Advisors for the US Food and Drug Administration (FDA) are sniffing their noses at a preferred decongestant they claim doesn’t actually relieve the symptoms of a standard cold.
On Tuesday, advisors to the FDA unanimously voted that phenylephrine, or “PE,” found in oral versions of Sudafed, Allegra, and Dayquil, is ineffective and must be pulled from the shelves.
The FDA must now determine whether or not they wish to follow the panel’s advice. This major decision would mean firms resembling Procter & Gamble and Johnson & Johnson would need to pull lots of their products labeled “PE” out of drugstores.
“I feel there is a safety issue there,” Dr. Paul Pisaric of Archwell Health in Oklahoma told The Los Angeles Times. “I feel this can be a done deal so far as I’m concerned. It doesn’t work.”
A transient history of phenylephrine
In 2006, President Bush signed an act banning over-the-counter cold medicines with pseudoephedrine sales. The decongestant effectively clears stuffy noses but was also used in the illicit market to make methamphetamine.
Drug firms responded by replacing pseudoephedrine with a safer ingredient called phenylephrine. Customers could still buy products containing pseudoephedrine, but it surely was placed behind the counter at pharmacies and, in many cases, required a prescription from a health care provider. Drugs with names resembling Sudafed PE are much easier to buy, making up the majority of the $2.2 billion marketplace for oral decongestants.
But doctors and anxious residents have questioned PE’s effectiveness for years.
Panel votes no
Responding to continuing criticism of phenylephrine by doctors and citizen petitions, the Food and Drug Administration assembled a committee of experts to research whether the ingredient works.
The committee was asked to reply a single query: “Do the present scientific data that were presented support that the monograph dosage of orally administered phenylephrine is effective as a nasal decongestant?”
Its unanimous answer: “No.”
The committee also agreed that there isn’t any more need for further studies. In other words, there decision was final.
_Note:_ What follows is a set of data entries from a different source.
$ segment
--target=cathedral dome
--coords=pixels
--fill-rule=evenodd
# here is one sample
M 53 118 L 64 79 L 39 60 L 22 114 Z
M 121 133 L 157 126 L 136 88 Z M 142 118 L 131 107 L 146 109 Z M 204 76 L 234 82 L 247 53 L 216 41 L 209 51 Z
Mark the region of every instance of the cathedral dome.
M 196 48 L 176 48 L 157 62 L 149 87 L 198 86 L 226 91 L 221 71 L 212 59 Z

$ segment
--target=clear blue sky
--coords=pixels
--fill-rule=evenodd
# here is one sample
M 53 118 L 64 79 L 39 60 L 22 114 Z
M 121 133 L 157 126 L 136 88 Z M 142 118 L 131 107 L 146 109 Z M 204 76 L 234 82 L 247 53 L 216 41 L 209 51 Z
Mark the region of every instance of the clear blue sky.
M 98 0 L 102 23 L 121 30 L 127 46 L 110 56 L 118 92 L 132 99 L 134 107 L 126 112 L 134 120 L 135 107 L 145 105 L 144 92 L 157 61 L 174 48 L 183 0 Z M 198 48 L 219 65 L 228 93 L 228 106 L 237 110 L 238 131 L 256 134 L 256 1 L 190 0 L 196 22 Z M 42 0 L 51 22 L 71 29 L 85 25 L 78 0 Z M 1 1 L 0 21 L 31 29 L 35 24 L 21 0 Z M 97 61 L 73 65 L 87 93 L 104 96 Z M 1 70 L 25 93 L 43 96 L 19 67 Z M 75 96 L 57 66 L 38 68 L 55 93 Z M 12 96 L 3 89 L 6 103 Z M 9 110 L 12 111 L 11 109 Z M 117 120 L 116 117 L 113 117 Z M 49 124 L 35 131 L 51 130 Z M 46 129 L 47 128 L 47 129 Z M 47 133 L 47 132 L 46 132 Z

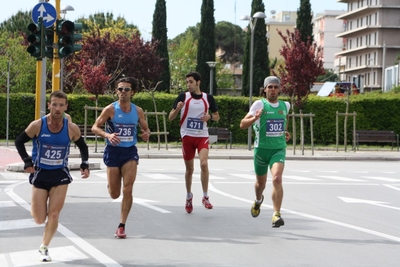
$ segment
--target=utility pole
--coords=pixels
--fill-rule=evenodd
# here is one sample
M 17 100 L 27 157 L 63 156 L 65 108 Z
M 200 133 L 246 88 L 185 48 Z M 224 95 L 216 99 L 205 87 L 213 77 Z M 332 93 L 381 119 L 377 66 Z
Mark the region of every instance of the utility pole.
M 55 0 L 56 2 L 56 12 L 57 12 L 57 20 L 61 19 L 60 15 L 60 2 L 61 0 Z M 52 91 L 59 91 L 60 90 L 60 58 L 58 57 L 58 35 L 57 35 L 57 24 L 55 23 L 54 26 L 54 49 L 53 49 L 53 72 L 52 72 L 52 79 L 51 79 L 51 87 Z

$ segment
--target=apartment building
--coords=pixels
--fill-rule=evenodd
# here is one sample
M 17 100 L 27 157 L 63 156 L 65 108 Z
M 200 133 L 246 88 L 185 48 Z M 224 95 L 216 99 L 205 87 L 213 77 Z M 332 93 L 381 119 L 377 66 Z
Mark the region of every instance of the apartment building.
M 271 60 L 275 58 L 283 60 L 279 50 L 282 49 L 285 43 L 278 31 L 285 36 L 287 35 L 287 30 L 293 32 L 296 27 L 296 19 L 296 11 L 282 11 L 277 14 L 275 14 L 275 11 L 271 11 L 271 17 L 266 19 L 268 54 Z
M 400 0 L 337 0 L 347 11 L 336 17 L 344 22 L 344 50 L 336 53 L 344 81 L 361 92 L 383 90 L 384 70 L 396 64 L 400 53 Z
M 336 17 L 344 13 L 343 10 L 325 10 L 317 13 L 313 19 L 314 41 L 322 49 L 324 68 L 336 73 L 340 68 L 339 64 L 335 64 L 335 54 L 343 50 L 343 38 L 337 38 L 336 35 L 344 30 L 343 20 L 337 20 Z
“We actually shouldn’t have products in the marketplace that aren’t effective,” committee member Dr. Diane Ginsburg of the University of Texas at Austin College of Pharmacy told CNN.
Nasal sprays are okay
One caveat to the FDA committee’s recommendations. Drugs with phenylephrine that come as nasal sprays have been shown to be effective against congestion. However the oral versions, resembling pills and syrups, not a lot. Why? Some researchers imagine that phenylephrine is metabolized by our bellies so well that not enough makes it into our bloodstream and as much as our noses.